I loved Noggin the Nog - it was initially broadcast between 1959-1965, years in which I was ending my childhood and entering teenage. Noggin the Nog, black and white TV, tales delivered with the authority of post-war BBC but quietly voiced in an English accent which was engagingly middle class rather than the austerity of an elitist BBC. I loved the storytelling, the line drawings, the clunky animation.
Postgate was responsible for a string of animations and characters which captured the imagination and enduring love of so many children – Bagpuss, Ivor the Engine, Pogles, the wonderful Clangers … and more. Nothing hi-tech about these, no fuss, no extravagance … just simple, gentle story-telling, inviting the viewer into the characters’ world.
Which is possibly why the autobiography is such a disappointment. It’s gentle story-telling, I can almost hear the voice, but it’s disappointing nonetheless. What we get are a chronological list of anecdotes – I did this, I went here, I made these, I talked to X, I solved a problem or two, got something to work, tried my hand at acting then found myself drawn into the world of animation. Anecdotes, engaging enough … but do you get to see the man? Are you left wondering what he's not telling us? It just feels sanitised.
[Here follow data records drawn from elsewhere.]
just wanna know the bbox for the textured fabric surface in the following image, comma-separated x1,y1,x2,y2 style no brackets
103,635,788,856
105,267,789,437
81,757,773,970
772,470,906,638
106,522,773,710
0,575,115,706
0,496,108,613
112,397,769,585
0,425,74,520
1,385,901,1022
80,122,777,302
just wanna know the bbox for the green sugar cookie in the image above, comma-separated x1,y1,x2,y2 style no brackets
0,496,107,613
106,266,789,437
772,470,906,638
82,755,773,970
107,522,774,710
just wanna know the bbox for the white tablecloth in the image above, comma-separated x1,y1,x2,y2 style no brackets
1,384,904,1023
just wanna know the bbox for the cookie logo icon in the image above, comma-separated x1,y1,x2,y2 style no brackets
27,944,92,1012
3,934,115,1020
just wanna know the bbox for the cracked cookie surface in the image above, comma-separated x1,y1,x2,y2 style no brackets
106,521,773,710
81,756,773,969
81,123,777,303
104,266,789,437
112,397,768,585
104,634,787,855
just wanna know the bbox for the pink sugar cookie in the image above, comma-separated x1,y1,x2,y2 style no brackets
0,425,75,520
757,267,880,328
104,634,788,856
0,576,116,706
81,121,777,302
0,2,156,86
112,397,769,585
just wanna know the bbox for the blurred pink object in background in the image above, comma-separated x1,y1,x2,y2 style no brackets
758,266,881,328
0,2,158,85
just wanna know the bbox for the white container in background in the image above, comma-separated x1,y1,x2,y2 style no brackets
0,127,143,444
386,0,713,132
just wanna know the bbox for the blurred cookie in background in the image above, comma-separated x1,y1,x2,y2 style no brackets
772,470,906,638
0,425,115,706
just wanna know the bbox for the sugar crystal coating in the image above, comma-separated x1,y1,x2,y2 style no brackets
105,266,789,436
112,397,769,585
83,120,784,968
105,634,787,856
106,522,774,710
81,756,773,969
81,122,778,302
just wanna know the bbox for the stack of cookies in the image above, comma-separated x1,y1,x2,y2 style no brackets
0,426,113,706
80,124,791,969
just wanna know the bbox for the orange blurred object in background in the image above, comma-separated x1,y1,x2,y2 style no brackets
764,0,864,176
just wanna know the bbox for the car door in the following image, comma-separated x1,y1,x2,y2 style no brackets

Postgate had a relatively privileged upbringing – his grandfather was George Lansbury, briefly Labour Party leader in the 1930s, a man of socialist and pacifist principles, and hardly a rich man. But Postgate grew up in a secure, middle class family – safe, a stable home, with resources for holidays, a life in which encouragement and stimulation were offered the children, a home which could afford to send the children away from London when war broke out, providing them with schools in the West Country.
And we get one hint about Postgate. He got his call-up papers towards the end of the war and refused to serve in the army – he had apparently inherited the pacifism from his grandfather. He tells us what he did as an alternative to becoming a soldier, he doesn’t explain his beliefs, doesn’t write about the courage it must have taken to stick to principles when a war against Fascism seemed principled enough.
And that’s what we get in the autobiography. Anecdotes and stories about memorable incidents – in 1948 I was here, in 1950 I was there, in 1952 I did this, etc. He’s a shadow man, a spectre – a black and white cartoon appearing on a black and white TV screen, with a voice over telling the story … but no colour, no passion.
It’s politically moribund. Life in England, in the UK, across the world was changing so rapidly during his lifetime. A Labour Government was returned in 1945 (Lansbury had died in 1940), it ushered in the Welfare State. Nothing, not a comment, no sense of hope, no passion.
Korea, Cold War, spread of nuclear weapons, etc. Nothing. Just a list of the jobs Postgate did, his first ventures into TV, etc. It becomes so bland and passionless any enthusiasm you had at the start of the book becomes dissipated.
Great memories of the characters Postgate invented … the autobiography is instantly forgettable.